The sample preparation procedure is one of the key factors for successfully studying cellular structures by TEM. The final result may depend on nuances of the applied technique, which are not written down in sufficient detail in the usual research articles. In addition there are special requirements of sample handling which, to a large extent, are dependent on the properties of the particular type of object we want to study.

C. elegans is rather special for studies by TEM in itself (Hall 1995). With no previous results in the literature on autophagy in this important model organism, we took up the challenge and worked out a method of sample preparation in this tiny metazoan for autophagy research. This made us capable of giving the initial qualitative and quantitative description of autophagic structures in various cell types of the “worm” at the subcellular level (Kovács et al. 2004; Sigmond et al. 2008). Here I present the detailed protocol routinely used in my laboratory for preparing C. elegans samples to study autophagy by TEM. Some general features, and graphic illustration of certain key steps of the method can be found in a previous article (Sigmond et al. 2008).

Since the first period of its application, the procedure has undergone some changes, as there is always need for improvement in quality, efficiency, and reproducibility. The description below represents the presently used protocol, and I welcome any suggestions and feedback on its application in other laboratories.

GENERAL CONSIDERATIONS OF SAMPLING

There are two main features of C. elegans which basically influence the procedure of sample preparation for TEM. One of them is the rather small size of the body (the diameter and length values are 12–15 and 220–250 µm for freshly hatched larvae and 60–65 and 1000–1300 µm for adults on average, respectively). The other feature is that their cuticule, which covers the whole body, is practically impenetrable to the fixative, which has to diffuse into the cells to carry out its function of properly preserving intracellular structures. The easiest way to overcome the problem of penetration is to cut the worm into pieces in a drop of fixative under a dissection microscope. This action requires higher than average manual skills and makes it necessary, and at the same time possible, to treat the worms individually. Although cumbersome, the need for individual treatment during cutting offers the advantage of allowing observations in single worms which, thereby, can serve as the natural units for both qualitative and quantitative results, and makes it possible to reveal variations among the individuals as well as to carry out proper statistics for morphometry.
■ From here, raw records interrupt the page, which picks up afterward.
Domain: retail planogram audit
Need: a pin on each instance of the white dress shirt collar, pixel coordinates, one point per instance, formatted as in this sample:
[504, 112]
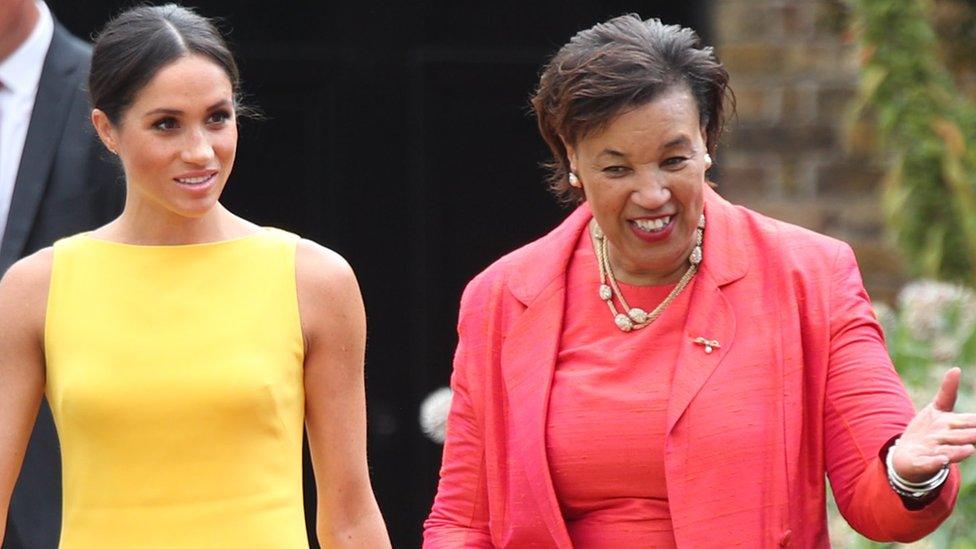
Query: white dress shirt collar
[21, 70]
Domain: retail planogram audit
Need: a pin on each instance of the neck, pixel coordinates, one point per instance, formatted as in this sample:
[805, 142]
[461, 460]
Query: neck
[141, 226]
[18, 27]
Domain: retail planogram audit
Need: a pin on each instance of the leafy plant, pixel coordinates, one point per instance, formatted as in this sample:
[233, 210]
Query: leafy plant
[928, 128]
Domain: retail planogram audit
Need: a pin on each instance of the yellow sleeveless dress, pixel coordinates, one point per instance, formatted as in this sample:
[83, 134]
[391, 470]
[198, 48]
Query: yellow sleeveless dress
[175, 375]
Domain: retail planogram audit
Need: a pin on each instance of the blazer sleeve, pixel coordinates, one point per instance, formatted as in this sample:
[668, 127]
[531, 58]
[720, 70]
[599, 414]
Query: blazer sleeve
[865, 407]
[459, 517]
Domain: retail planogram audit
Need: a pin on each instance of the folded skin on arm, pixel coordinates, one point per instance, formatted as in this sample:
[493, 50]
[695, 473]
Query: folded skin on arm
[334, 325]
[23, 298]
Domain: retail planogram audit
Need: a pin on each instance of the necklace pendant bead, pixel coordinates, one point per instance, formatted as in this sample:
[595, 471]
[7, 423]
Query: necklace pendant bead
[623, 322]
[638, 315]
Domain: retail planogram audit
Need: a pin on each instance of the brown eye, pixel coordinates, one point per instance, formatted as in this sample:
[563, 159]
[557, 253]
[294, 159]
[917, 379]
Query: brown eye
[219, 117]
[616, 171]
[165, 124]
[675, 161]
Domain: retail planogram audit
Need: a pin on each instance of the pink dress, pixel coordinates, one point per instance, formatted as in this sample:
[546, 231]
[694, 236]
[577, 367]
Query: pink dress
[606, 419]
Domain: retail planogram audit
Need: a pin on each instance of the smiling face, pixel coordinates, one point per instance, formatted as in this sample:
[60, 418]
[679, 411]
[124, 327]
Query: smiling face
[177, 140]
[643, 176]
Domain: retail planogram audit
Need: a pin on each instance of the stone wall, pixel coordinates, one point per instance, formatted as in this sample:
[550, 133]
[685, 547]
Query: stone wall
[792, 152]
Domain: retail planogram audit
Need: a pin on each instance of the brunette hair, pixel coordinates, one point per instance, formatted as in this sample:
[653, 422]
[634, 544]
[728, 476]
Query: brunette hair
[137, 43]
[616, 66]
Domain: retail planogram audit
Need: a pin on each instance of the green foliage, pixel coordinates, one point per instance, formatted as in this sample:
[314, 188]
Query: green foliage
[929, 129]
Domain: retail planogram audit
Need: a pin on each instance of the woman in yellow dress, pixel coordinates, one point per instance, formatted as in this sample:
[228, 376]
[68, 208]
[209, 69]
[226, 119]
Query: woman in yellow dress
[183, 349]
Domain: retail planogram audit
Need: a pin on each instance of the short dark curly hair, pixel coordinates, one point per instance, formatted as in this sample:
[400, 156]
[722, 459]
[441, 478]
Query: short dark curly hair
[618, 65]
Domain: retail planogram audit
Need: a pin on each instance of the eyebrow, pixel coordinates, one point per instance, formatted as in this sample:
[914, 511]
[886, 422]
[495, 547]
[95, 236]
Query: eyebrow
[176, 112]
[680, 141]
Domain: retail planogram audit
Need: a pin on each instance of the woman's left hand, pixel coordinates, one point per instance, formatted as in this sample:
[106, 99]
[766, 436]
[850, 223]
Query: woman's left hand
[936, 436]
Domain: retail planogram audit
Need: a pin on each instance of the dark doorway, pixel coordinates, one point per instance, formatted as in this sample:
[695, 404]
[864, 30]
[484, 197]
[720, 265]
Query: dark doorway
[398, 134]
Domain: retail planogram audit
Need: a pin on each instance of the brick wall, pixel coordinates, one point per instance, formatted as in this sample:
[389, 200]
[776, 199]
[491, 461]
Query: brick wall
[792, 153]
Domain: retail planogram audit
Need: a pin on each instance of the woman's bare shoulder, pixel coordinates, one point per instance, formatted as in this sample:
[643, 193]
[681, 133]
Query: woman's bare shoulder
[24, 287]
[319, 267]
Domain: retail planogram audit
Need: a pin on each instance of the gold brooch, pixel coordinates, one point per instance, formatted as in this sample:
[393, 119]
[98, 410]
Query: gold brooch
[709, 344]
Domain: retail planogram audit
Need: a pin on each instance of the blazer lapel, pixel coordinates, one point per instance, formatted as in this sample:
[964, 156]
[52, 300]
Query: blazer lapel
[528, 360]
[711, 315]
[43, 137]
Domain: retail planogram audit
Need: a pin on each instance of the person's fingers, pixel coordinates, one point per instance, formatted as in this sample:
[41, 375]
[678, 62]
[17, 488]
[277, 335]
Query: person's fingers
[961, 421]
[945, 399]
[955, 437]
[953, 454]
[920, 468]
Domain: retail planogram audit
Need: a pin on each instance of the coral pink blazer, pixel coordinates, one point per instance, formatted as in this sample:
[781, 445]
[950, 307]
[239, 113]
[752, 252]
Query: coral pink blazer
[801, 386]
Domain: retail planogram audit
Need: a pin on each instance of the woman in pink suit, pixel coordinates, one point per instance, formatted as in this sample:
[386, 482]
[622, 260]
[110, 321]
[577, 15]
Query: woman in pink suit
[666, 369]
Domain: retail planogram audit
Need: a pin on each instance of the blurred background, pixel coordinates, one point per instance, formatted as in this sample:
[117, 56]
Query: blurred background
[398, 134]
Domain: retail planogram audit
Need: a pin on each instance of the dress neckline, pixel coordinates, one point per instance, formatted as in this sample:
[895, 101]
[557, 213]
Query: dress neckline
[195, 245]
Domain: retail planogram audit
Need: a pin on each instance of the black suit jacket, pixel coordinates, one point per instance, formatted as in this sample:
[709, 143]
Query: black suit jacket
[66, 183]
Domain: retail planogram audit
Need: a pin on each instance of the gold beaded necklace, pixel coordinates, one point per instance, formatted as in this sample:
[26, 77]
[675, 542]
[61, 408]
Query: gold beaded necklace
[637, 318]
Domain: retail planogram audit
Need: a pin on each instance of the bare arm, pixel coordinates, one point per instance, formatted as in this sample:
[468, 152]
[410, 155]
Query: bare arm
[334, 324]
[23, 299]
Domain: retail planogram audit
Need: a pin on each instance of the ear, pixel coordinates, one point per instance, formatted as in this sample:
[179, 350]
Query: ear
[571, 156]
[708, 157]
[105, 129]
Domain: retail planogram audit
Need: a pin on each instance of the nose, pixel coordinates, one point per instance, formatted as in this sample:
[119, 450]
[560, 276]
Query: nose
[198, 150]
[651, 191]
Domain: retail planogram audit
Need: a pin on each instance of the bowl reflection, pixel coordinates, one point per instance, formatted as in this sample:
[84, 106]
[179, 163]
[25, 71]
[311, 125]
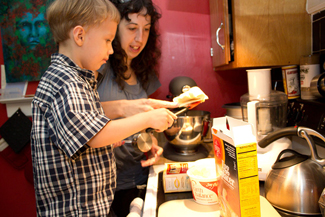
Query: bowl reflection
[188, 130]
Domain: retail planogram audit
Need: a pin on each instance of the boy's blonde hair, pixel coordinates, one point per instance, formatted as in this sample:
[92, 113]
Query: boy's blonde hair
[63, 15]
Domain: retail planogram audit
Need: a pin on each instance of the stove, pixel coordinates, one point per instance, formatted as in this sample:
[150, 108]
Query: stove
[172, 154]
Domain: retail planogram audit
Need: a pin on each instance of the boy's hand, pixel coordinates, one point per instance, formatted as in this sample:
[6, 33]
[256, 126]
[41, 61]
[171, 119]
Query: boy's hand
[155, 103]
[154, 153]
[133, 107]
[161, 119]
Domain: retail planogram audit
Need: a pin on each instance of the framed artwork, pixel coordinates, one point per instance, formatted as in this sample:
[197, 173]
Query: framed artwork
[26, 39]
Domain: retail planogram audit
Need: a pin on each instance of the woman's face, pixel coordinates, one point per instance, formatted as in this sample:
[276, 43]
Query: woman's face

C. elegans consists of a relatively small number of cells. There are 959 somatic nuclei in an adult hermaphrodite, and consequently considerably less in its various tissues. This allows one to observe characteristic features in the whole worm at the level of individual cells by light microscopy due to the transparency of the body wall. The situation is basically different in TEM studies in which sections must be prepared to reveal the structures inside the cells. Cross sections of the worm’s body are circles which offer only very small areas from each tissue. In addition, as the structure of the body is continuously changing from the tip of the head to the end of the tail, each cross section represents only a certain narrow region. To cover the whole body by cross sectioning would be exceedingly laborious and time consuming for a routine method in autophagy studies. This problem can be overcome by longitudinal sectioning along the antero-posterior axis, which requires proper and exact orientation of the samples. Even in this case, however, we apply serial sectioning. In our method, a set of sections covering five grids satisfy the needs of both qualitative and quantitative observations, giving a good overview of autophagic events at all developmental stages, and in all major cell types of the body (Sigmond et al. 2008).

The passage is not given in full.